There she is, Miss ... Anachronism?
When the judges crown her tomorrow night, everyone can agree on at least one thing: Miss America and her sash are icons.
To fans (and legions of little girls staggering around in high heels), she's the epitome of beauty, youth, and wholesomeness - one that doesn't look half-bad in a swimsuit. For critics, who'd like to yank her tiara permanently, she's a relic of the objectification of women, one as outdated as debutantes and white gloves.
While the worth of beauty pageants may be in the eye of the beholder, the contest this week ignited a renewed cultural debate over the modern ideal of womanhood. The decision that future contestants could include divorced women or those who have had abortions led some to cheer, others to gasp in disapproval, and still others to yawn.
Watching the pageant "is almost the experience one gets when one opens a time capsule," says Robert Thompson, director of the Center for the Study of Popular Television at Syracuse University in New York. "Miss America is in many ways a perfect reflection of a slice of American values as they stood a quarter-century ago."
For some, the contest's dual emphasis on purity and physical beauty is an inherent contradiction. "It sends a very confusing, mixed message to real females," says Suzanne Cherrin, a women's studies professor at the University of Delaware in Newark. While many argue that such messages reinforce traditional values, she says they can have negative effects as well, like eating disorders.
The national pageant's decision sparked a huge protest from many Miss America state organizers and other supporters. They passionately defend the value of the pageant and the importance of maintaining standards that emphasize the ideal of purity for young women. For the past 49 years of the pageant's history, contestants have had to attest that they've never been married and never been pregnant.
Earlier this week, the state pageants voted unanimously against this year's changes. "Either the morals and values will remain a part [of the contest], or we will not," says Libby Taylor, executive director of the Miss Kentucky Pageant and president of the National Association of Miss America State Pageants.
"We know absolutely that women are divorced, we know women have abortions. We may or may not approve of those decisions, but you have to understand that this is a contest ... and it is predicated on an ideal," says Janet Parshall of the Family Research Council, a conservative group in Washington.

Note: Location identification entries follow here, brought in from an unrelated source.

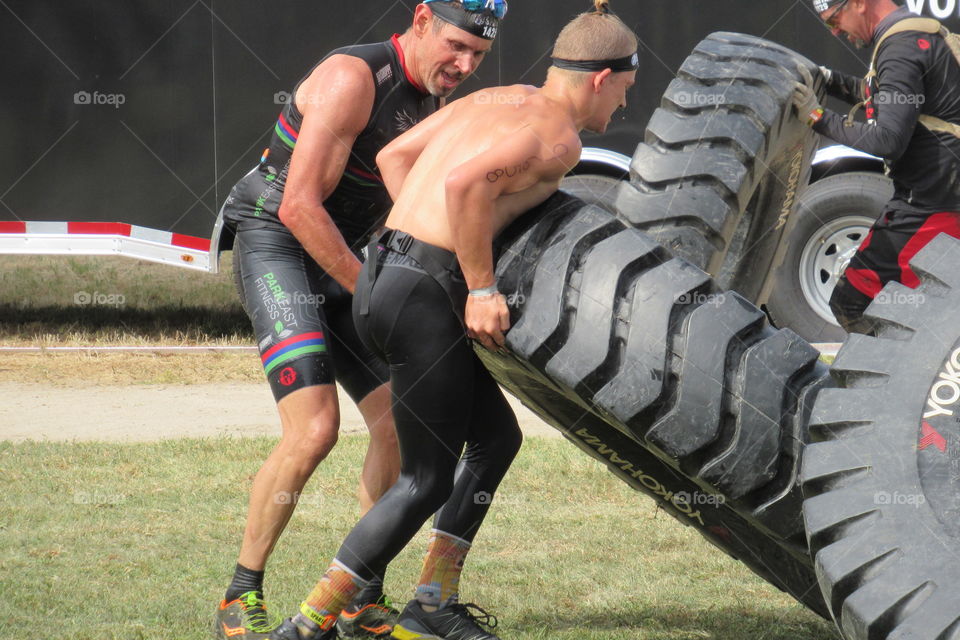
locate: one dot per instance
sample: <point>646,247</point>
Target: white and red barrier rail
<point>107,238</point>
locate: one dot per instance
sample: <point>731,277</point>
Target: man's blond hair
<point>595,35</point>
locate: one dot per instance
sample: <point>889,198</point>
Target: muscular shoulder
<point>340,81</point>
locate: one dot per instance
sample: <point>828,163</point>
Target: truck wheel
<point>832,219</point>
<point>663,362</point>
<point>724,159</point>
<point>882,507</point>
<point>593,189</point>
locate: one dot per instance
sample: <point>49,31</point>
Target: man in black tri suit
<point>301,218</point>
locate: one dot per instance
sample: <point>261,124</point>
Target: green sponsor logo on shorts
<point>278,293</point>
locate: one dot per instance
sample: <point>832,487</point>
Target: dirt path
<point>143,413</point>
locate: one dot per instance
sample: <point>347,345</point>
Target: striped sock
<point>440,579</point>
<point>330,596</point>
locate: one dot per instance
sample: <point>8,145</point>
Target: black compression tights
<point>443,400</point>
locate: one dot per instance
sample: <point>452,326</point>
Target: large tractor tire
<point>680,388</point>
<point>883,488</point>
<point>724,161</point>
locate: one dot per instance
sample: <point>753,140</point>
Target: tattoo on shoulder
<point>559,151</point>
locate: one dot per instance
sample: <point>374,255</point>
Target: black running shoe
<point>371,620</point>
<point>453,622</point>
<point>289,631</point>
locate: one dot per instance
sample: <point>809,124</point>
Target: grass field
<point>136,542</point>
<point>85,300</point>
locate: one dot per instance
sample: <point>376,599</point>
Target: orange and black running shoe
<point>371,620</point>
<point>245,618</point>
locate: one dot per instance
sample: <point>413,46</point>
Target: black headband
<point>483,25</point>
<point>627,63</point>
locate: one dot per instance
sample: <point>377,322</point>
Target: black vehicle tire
<point>882,506</point>
<point>832,219</point>
<point>724,160</point>
<point>642,361</point>
<point>593,189</point>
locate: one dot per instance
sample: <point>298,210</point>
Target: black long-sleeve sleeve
<point>898,100</point>
<point>845,86</point>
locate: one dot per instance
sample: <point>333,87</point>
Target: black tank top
<point>360,202</point>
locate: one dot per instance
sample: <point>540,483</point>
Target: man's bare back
<point>463,174</point>
<point>514,135</point>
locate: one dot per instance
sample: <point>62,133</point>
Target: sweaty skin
<point>470,169</point>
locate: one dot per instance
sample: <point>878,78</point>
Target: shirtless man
<point>457,179</point>
<point>301,218</point>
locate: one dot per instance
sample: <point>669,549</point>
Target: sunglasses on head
<point>497,7</point>
<point>831,20</point>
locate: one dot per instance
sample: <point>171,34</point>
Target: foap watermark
<point>884,498</point>
<point>285,97</point>
<point>496,97</point>
<point>897,98</point>
<point>296,497</point>
<point>515,299</point>
<point>699,99</point>
<point>312,299</point>
<point>98,498</point>
<point>698,499</point>
<point>699,298</point>
<point>502,500</point>
<point>482,497</point>
<point>114,100</point>
<point>903,298</point>
<point>98,299</point>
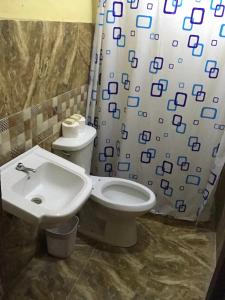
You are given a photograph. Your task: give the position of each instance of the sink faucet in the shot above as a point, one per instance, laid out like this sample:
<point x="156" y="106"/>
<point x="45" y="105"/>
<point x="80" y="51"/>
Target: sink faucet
<point x="22" y="168"/>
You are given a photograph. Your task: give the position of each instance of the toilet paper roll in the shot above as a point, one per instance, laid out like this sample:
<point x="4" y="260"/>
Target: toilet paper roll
<point x="70" y="130"/>
<point x="69" y="121"/>
<point x="78" y="118"/>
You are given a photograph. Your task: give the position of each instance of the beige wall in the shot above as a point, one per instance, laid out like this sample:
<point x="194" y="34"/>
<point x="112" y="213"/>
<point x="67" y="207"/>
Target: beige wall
<point x="51" y="10"/>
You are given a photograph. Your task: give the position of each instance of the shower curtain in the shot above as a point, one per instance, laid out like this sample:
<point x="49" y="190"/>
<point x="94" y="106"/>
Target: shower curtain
<point x="157" y="98"/>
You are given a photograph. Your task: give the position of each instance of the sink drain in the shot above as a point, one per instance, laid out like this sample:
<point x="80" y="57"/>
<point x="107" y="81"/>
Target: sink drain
<point x="36" y="200"/>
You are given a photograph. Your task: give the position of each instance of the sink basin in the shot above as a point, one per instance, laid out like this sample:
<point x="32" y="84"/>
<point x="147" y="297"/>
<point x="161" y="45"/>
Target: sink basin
<point x="52" y="195"/>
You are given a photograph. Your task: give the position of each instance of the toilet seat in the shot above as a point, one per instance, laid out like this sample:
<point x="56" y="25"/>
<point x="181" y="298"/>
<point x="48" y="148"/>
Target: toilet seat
<point x="122" y="194"/>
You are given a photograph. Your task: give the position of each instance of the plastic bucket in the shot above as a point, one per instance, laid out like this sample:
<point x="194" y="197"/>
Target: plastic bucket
<point x="61" y="240"/>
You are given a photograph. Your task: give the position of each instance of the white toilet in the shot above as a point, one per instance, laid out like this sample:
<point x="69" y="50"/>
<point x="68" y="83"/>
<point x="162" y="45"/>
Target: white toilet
<point x="110" y="213"/>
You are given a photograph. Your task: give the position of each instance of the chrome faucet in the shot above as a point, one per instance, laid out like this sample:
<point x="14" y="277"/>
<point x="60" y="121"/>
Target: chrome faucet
<point x="22" y="168"/>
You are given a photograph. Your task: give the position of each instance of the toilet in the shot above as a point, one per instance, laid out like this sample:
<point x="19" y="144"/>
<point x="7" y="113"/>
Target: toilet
<point x="109" y="215"/>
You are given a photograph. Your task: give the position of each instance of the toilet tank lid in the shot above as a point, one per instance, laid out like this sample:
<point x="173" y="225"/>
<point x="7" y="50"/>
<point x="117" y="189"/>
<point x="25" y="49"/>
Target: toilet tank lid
<point x="85" y="137"/>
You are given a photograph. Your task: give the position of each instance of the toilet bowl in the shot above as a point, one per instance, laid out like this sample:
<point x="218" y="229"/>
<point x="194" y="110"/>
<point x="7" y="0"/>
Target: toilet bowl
<point x="117" y="203"/>
<point x="109" y="215"/>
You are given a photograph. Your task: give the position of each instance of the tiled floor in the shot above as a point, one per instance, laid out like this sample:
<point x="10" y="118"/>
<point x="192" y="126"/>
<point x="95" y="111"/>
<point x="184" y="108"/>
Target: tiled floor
<point x="171" y="261"/>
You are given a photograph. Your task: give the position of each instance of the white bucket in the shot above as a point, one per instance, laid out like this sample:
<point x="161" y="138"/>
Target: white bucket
<point x="61" y="240"/>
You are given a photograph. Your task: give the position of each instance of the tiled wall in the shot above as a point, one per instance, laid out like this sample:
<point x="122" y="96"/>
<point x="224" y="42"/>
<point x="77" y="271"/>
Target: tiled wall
<point x="39" y="124"/>
<point x="44" y="70"/>
<point x="40" y="60"/>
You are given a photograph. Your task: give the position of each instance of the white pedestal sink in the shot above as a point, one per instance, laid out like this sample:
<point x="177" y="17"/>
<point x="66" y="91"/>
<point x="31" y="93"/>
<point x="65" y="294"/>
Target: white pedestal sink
<point x="51" y="195"/>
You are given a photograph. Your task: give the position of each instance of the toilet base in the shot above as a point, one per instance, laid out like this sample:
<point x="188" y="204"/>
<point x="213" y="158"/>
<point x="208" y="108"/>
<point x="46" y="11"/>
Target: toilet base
<point x="116" y="228"/>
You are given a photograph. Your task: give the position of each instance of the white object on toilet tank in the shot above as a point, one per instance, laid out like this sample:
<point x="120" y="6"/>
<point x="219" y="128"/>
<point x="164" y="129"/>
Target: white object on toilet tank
<point x="73" y="125"/>
<point x="77" y="149"/>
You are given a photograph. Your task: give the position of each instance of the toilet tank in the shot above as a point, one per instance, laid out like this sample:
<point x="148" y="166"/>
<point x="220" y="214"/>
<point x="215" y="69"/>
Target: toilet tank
<point x="79" y="149"/>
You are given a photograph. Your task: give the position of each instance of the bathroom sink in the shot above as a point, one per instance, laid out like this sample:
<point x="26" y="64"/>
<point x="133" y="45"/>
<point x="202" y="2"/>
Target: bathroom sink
<point x="51" y="194"/>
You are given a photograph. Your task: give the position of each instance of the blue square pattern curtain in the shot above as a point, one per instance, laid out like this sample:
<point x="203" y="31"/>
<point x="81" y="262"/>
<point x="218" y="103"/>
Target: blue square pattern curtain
<point x="157" y="98"/>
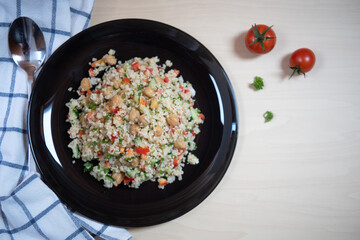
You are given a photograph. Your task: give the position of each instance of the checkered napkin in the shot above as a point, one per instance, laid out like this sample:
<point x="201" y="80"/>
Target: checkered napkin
<point x="28" y="208"/>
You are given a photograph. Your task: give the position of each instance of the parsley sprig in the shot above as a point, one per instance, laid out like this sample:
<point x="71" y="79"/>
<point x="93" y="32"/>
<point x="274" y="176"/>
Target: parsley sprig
<point x="258" y="83"/>
<point x="268" y="116"/>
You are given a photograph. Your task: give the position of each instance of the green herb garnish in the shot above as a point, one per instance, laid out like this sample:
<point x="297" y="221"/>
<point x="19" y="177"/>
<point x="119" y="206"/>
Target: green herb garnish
<point x="88" y="166"/>
<point x="268" y="116"/>
<point x="91" y="106"/>
<point x="76" y="112"/>
<point x="258" y="83"/>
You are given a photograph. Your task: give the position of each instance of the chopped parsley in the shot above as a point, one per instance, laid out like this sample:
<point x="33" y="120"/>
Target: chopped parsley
<point x="268" y="116"/>
<point x="258" y="83"/>
<point x="76" y="112"/>
<point x="91" y="106"/>
<point x="88" y="166"/>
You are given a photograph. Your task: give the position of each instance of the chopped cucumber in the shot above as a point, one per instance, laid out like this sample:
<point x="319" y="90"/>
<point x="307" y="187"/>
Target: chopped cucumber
<point x="152" y="83"/>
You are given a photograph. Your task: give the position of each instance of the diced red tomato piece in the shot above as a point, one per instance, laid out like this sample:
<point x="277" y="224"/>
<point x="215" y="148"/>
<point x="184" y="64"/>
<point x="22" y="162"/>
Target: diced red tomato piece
<point x="176" y="162"/>
<point x="142" y="150"/>
<point x="135" y="66"/>
<point x="80" y="134"/>
<point x="201" y="116"/>
<point x="107" y="164"/>
<point x="182" y="150"/>
<point x="126" y="80"/>
<point x="91" y="72"/>
<point x="162" y="182"/>
<point x="113" y="138"/>
<point x="127" y="180"/>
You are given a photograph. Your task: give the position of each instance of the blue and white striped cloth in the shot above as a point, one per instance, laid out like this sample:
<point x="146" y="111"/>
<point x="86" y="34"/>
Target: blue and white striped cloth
<point x="28" y="208"/>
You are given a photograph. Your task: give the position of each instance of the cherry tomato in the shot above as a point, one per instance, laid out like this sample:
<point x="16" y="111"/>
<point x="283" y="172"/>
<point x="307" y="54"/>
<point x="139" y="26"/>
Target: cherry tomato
<point x="260" y="39"/>
<point x="302" y="61"/>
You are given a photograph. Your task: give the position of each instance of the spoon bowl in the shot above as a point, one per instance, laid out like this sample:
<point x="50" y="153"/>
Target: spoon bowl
<point x="27" y="45"/>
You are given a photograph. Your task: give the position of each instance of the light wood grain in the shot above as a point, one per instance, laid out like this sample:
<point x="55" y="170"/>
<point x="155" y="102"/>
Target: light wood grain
<point x="296" y="177"/>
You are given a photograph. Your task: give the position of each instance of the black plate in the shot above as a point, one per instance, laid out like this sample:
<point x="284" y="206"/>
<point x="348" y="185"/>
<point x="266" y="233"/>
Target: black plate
<point x="147" y="205"/>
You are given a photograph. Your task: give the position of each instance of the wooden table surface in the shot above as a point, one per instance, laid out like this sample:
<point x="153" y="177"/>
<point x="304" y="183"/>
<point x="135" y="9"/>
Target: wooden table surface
<point x="298" y="176"/>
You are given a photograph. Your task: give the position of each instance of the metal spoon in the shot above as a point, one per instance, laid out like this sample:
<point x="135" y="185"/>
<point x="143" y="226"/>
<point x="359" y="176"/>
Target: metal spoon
<point x="27" y="45"/>
<point x="28" y="50"/>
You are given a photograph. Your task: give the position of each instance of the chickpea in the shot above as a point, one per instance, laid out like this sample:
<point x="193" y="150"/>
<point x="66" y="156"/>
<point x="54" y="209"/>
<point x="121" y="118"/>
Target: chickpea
<point x="158" y="79"/>
<point x="158" y="131"/>
<point x="116" y="101"/>
<point x="133" y="115"/>
<point x="117" y="120"/>
<point x="180" y="143"/>
<point x="121" y="149"/>
<point x="143" y="121"/>
<point x="116" y="83"/>
<point x="148" y="91"/>
<point x="134" y="129"/>
<point x="110" y="60"/>
<point x="173" y="120"/>
<point x="118" y="177"/>
<point x="107" y="91"/>
<point x="135" y="162"/>
<point x="154" y="104"/>
<point x="107" y="107"/>
<point x="85" y="84"/>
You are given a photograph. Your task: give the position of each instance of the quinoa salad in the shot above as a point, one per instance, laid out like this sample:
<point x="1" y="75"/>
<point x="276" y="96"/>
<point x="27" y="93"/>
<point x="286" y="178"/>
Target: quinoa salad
<point x="133" y="121"/>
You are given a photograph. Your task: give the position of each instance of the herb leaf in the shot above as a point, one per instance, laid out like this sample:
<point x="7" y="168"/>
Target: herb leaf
<point x="258" y="83"/>
<point x="268" y="116"/>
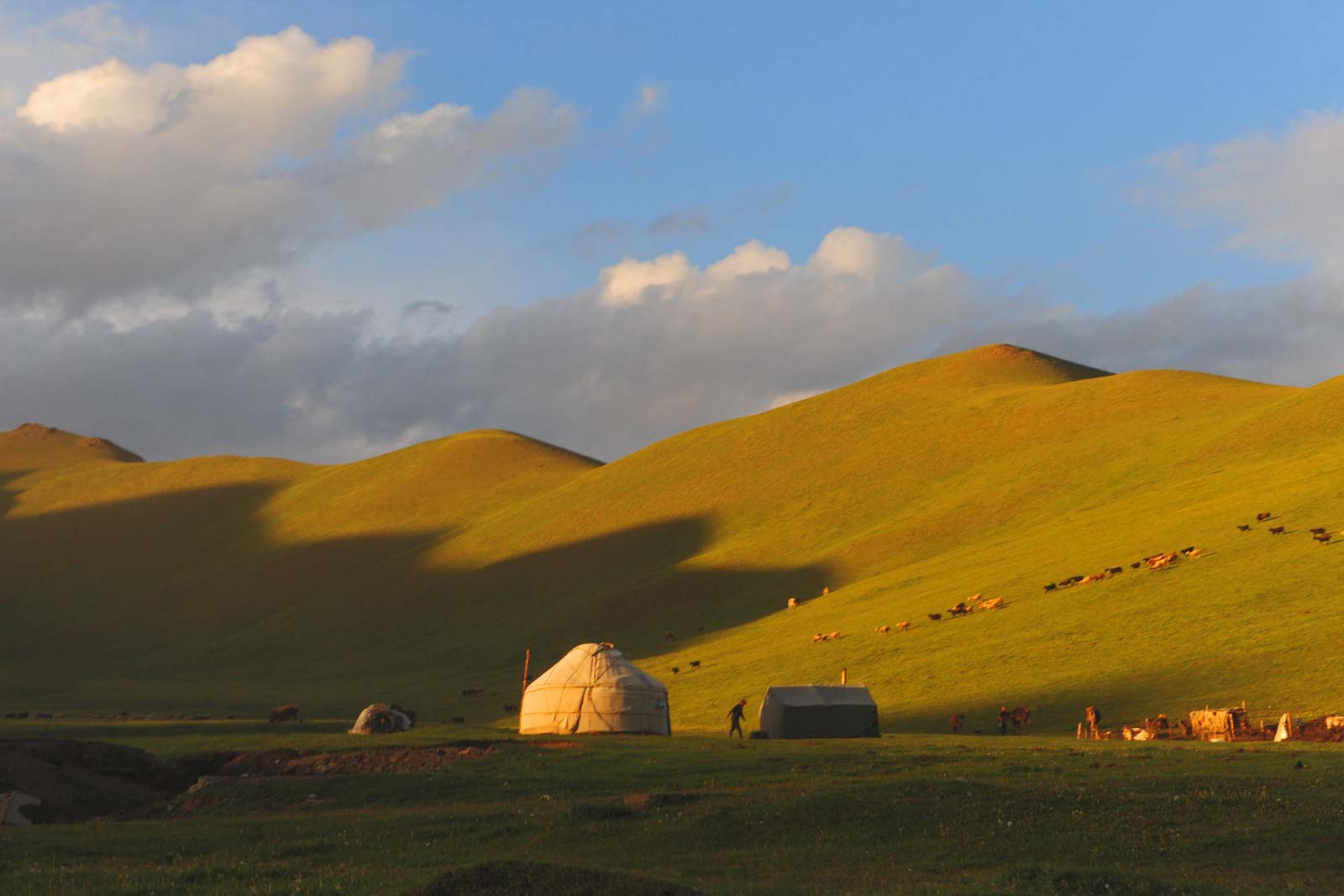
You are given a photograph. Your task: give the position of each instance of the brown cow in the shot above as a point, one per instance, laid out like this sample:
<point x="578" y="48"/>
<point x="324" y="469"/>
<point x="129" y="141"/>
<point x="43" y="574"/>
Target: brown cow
<point x="1093" y="723"/>
<point x="289" y="712"/>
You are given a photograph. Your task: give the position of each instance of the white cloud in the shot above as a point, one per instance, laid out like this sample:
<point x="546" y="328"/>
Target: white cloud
<point x="1280" y="194"/>
<point x="651" y="100"/>
<point x="628" y="280"/>
<point x="255" y="375"/>
<point x="120" y="181"/>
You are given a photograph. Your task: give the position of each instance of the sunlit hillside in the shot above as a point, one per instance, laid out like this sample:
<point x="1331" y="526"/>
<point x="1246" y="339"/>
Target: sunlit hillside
<point x="225" y="584"/>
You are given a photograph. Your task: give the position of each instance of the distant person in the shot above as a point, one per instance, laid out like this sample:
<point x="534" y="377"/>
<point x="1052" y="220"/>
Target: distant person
<point x="739" y="710"/>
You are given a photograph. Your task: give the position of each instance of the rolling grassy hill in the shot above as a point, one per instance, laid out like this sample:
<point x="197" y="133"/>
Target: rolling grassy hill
<point x="233" y="584"/>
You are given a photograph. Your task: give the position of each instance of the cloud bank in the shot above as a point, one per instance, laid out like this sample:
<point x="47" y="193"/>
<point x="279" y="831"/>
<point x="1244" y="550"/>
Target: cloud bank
<point x="121" y="181"/>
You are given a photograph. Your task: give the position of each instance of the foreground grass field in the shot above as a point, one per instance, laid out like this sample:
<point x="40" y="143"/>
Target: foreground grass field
<point x="902" y="815"/>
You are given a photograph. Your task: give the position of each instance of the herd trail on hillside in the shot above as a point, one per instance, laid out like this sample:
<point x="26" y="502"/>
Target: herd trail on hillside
<point x="233" y="584"/>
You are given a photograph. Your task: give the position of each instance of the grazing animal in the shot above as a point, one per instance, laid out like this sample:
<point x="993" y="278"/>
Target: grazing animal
<point x="289" y="712"/>
<point x="1093" y="723"/>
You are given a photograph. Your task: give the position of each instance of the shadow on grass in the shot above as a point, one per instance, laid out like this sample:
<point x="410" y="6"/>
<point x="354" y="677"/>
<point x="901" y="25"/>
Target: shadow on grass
<point x="185" y="594"/>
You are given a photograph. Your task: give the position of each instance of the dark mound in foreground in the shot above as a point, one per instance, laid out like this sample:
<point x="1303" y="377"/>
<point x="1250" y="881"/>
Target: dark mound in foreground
<point x="542" y="879"/>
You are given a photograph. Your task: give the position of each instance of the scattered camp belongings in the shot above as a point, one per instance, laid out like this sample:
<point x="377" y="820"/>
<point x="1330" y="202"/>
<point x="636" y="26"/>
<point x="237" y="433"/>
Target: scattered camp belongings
<point x="819" y="711"/>
<point x="595" y="689"/>
<point x="381" y="719"/>
<point x="289" y="712"/>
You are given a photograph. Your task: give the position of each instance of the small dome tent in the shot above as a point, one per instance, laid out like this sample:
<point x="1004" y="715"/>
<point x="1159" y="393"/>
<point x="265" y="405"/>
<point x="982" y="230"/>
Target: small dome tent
<point x="595" y="689"/>
<point x="819" y="711"/>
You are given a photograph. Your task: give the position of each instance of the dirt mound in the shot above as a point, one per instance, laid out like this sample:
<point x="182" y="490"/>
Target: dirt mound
<point x="77" y="781"/>
<point x="542" y="879"/>
<point x="353" y="762"/>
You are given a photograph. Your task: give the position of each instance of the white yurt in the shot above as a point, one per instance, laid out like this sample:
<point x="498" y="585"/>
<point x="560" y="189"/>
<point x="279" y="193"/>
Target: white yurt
<point x="595" y="689"/>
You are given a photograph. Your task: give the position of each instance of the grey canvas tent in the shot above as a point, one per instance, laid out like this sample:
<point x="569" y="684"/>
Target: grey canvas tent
<point x="819" y="711"/>
<point x="595" y="689"/>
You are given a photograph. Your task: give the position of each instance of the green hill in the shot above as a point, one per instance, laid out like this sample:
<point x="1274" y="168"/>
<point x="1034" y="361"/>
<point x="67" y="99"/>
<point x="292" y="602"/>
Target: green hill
<point x="233" y="584"/>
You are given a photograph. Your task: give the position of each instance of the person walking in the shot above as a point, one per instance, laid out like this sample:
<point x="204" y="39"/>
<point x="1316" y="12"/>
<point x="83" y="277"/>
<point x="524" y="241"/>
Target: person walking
<point x="739" y="710"/>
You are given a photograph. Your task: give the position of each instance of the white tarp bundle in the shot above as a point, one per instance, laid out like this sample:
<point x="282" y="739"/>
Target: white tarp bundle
<point x="381" y="719"/>
<point x="595" y="689"/>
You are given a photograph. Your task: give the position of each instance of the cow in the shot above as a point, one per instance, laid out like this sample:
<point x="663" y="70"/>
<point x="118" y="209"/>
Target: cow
<point x="1093" y="716"/>
<point x="289" y="712"/>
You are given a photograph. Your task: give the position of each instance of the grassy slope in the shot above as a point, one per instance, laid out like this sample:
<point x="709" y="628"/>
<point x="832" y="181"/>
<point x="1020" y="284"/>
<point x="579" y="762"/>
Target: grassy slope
<point x="995" y="470"/>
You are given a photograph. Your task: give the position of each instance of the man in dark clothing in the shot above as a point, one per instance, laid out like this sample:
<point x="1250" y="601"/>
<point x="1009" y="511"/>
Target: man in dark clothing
<point x="739" y="710"/>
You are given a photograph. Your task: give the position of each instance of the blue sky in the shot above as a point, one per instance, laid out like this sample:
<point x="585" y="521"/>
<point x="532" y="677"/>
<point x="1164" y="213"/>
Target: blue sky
<point x="1007" y="139"/>
<point x="1128" y="186"/>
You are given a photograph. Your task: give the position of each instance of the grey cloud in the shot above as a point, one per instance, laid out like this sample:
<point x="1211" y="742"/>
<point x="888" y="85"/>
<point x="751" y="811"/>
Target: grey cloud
<point x="427" y="305"/>
<point x="606" y="379"/>
<point x="118" y="181"/>
<point x="678" y="223"/>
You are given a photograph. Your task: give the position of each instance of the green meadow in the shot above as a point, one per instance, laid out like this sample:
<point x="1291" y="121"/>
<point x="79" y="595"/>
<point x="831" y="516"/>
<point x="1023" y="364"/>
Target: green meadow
<point x="900" y="815"/>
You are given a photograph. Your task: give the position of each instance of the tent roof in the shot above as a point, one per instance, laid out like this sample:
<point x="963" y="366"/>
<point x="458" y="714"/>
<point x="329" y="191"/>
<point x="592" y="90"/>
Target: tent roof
<point x="822" y="694"/>
<point x="596" y="664"/>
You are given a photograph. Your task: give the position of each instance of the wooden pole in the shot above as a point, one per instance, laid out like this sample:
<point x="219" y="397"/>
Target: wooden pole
<point x="528" y="660"/>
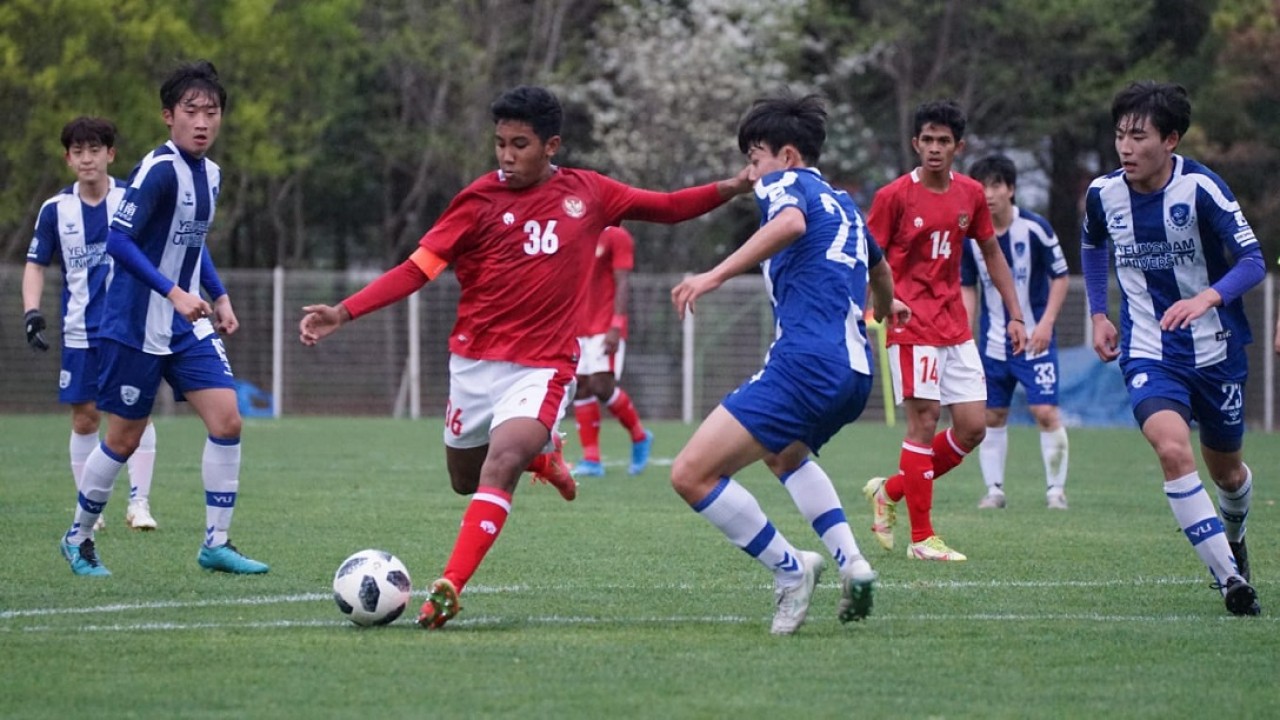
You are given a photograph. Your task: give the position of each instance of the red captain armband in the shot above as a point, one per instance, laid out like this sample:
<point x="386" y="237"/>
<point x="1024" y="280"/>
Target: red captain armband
<point x="429" y="263"/>
<point x="620" y="322"/>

Many Americans, however, bristle at the notion that a divorced woman is somehow immoral. "I don't think you can use abortion and divorce to divide the moral sheep from the immoral goats," says Katha Pollitt, columnist for The Nation magazine. And in this era of "don't ask, don't tell," she and others find the questions to be an invasion of privacy. "Can you imagine a contest for men that inquired into their personal sexual lives?"
The new rules, adopted this summer because of concern that the old rules violated New Jersey's antidiscrimination laws, would require contestants to swear that "I am unmarried" and "I am not the natural or adoptive parent of any child."
That would open the runway to women who have been divorced, had abortions, or who gave birth to children who subsequently died. But the Miss America Organization backpedaled Tuesday, after the storm of protest.
The contest's perennially sagging ratings have some questioning if the modern woman has simply outgrown the whole thing. For the past three years, the Miss America pageant has posted record lows - although in today's fragmented television universe, ratings are down all over.
THE pageant "has limped on" because it brings in millions of dollars, says Marshall Fishwick, professor of American Studies at Virginia Tech in Blacksburg. "We'd be best off not having the contest.... It's no longer culturally viable."
It's not to say that Americans today put less of a premium on beauty. The quest for physical perfection continues - as shown by the 153 percent increase in cosmetic surgeries since 1992 and the millions paid to supermodels to look stunning in clothes.
"Every time those Gap models come on singing about vests and pants, they do more for setting the agenda for what America should look like than the last 10 years [of pageant broadcasts]," says Mr. Thompson.
In fact, 7 of 10 Americans say physical attractiveness is important in society today "in terms of ... happiness, social life, and the ability to get ahead," according to a new Gallup poll.
But the idea of a beauty pageant where demure young women parade in evening gowns and tiaras may be outmoded in the aggressive 1990s, experts say. "The model of beauty as divorced from sex - as somehow asexual - that's not how people see it anymore. Now you can just turn on TV ... it's a much franker world," says Ms. Pollitt.